Doch woher kommt diese englischsprachige Skepsis? Britische und amerikanische Zeitungen tendieren dazu, Entscheidungsträger weit umfassender über Klimafragen zu zitieren als Medien in anderen Ländern. Das Problem: Entscheidungsträger halten sich nicht immer an die Wissenschaft. Ein Gegenbeispiel ist Frankreich, wo „einige Beobachter argumentieren, dass Respekt vor der Wissenschaft und Wissenschaftlern in der politischen Klasse und der allgemeinen Bevölkerung weit größer ist“, meint Painter. Die Meinungseiten in britischen und amerikanischen Presseorganen räumen Skeptikern und Lobbygruppen großen medialen Raum zu. Diese Skeptiker und Lobbyisten sind dabei stark und umfassend finanziert und die gemeinsame Sprache macht es einfach, skeptische Ideen zu verbreiten.

Wachstum vor Klimaschutz

Doch das ist nicht alles. Klimaskepsis scheint in einigen fortgeschrittenen Extraktionswirtschaften oder in Ländern, die Wirtschaftswachstum dem Naturschutz vorziehen, weiter verbreitetet zu sein. Das gilt für die Vereinigten Staaten und für Australien aber auch für Polen mit seinen Hunger nach Kohle und Fracking. Und auch Großbritannien scheint in dieses Modell zu passen.

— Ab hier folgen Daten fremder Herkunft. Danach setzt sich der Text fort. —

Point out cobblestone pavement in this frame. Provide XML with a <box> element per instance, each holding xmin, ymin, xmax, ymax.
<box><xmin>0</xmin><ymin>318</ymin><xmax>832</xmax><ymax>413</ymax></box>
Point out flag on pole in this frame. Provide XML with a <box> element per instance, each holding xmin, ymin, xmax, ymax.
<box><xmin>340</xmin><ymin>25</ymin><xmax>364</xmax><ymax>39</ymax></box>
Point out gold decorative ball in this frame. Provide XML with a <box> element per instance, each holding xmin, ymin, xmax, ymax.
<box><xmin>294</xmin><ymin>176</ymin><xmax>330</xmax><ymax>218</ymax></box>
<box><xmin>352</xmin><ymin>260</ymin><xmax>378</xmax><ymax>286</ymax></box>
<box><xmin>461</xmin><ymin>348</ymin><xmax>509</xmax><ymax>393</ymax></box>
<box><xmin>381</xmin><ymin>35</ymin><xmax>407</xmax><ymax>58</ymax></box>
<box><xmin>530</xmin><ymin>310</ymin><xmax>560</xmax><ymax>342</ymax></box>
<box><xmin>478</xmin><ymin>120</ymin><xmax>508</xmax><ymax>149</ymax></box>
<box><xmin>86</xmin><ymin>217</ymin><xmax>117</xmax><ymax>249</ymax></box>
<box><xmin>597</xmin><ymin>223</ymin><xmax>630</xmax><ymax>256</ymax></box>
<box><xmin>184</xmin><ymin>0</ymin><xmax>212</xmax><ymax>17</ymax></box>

Entwicklungsländer sind hier anders: Sie sind weit weniger Klimaskeptisch – vielleicht auch, weil sie der reichen Welt den Klimawandel vorhalten können. Es ist jedoch bemerkenswert dass auch in China, einer anderen großen Extraktionswirtschaft, der Skeptizismus relativ begrenzt ist. Klima Skepsis wird dabei insbesondere in den Vereinigten Staaten nur schwer auszuschalten sein. Denn Klimaskepsis ist „made in the USA“.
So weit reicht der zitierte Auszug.